There is such a delight in discovering (admittedly well after everyone else) a fabulous new detective hero, and after reading “Bangkok Eight” I am a fan, a firm, verging-on-embarrassingly-enthusiastic fan of Sonchai Jitpleecheep.
Sonchai Jitpleecheep is an unusual Bangkok cop.
For one thing he is only half Thai.
For another thing, he is not on the take, which is why he knows he will pretty much always languish at the bottom of the police food chain.
And since he can see people’s past lives, he has a unique take on the people he meets as he works the streets of Bangkok. Hmm…using the word “works” makes him sound rather like the hookers who people his world – hardly surprising, given that his delightful mother, Nong, is a former whore. His father, one of her clients we learn, he has never met, but he is part of Sonchai’s thoughts. Not obsessively so, but he does wonder about his father.

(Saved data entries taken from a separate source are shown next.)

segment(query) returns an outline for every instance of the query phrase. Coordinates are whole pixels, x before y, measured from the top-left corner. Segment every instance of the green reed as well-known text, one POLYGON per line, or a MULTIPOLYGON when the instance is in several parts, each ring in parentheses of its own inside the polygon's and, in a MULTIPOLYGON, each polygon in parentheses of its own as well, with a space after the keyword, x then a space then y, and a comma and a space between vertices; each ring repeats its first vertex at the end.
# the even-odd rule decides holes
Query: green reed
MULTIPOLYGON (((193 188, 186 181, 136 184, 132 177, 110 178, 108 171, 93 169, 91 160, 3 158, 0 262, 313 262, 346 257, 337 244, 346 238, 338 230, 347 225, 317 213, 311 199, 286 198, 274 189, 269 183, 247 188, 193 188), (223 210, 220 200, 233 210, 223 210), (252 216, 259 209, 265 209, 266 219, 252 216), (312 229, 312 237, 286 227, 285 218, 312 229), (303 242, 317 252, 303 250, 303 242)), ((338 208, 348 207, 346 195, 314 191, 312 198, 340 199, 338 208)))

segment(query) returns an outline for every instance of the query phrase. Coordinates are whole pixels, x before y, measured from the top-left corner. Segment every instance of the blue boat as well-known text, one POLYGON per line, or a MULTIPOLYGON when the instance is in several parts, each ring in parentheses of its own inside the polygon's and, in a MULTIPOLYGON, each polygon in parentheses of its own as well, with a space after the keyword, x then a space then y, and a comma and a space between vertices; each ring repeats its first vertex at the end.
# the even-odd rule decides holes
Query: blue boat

And his fabulously practical mother refuses to tell him what he wants to know.
His half and half status (and his excellent lingustic skills, rare in the Bangkok Police force) give this delightful man a totally different perspective on life, on Thailand, on Bangkok, on Buddhism, on morality, on prostitution, on corruption. On any and all of the many strands, in fact, that make this clever beautifully written narrative such a good, entertaining read.
The story opens with a shocking brutal murder, and the death of Sonchai’s closest friend and partner, so within a few seconds we are plunged headlong into a world of death and horror and retribution, and the pace doesn’t let up from that point onwards.
The drawback of reviewing a crime novel is that you don’t want to spoil the plot. So I won’t.
But this much I will say : be prepared for action, humour, drugs, food, sex, and a voyage of discovery into the world of Bangkok prostitution which makes these young women some of the most likeable people you will meet.
Mr. Burdett wears his obvious scholarship and deep knowledge of Thailand lightly, while letting his equally obvious love and affection for the country and her people shine through. As you read, you learn about Thai culture and manners and thought processes, but all done in such a way that it is a natural part of the narrative.
A great read. And I can’t wait to start on the next book in the series…
Published 2003 (so, yes, agreed, it took me a while to discover Sonchai).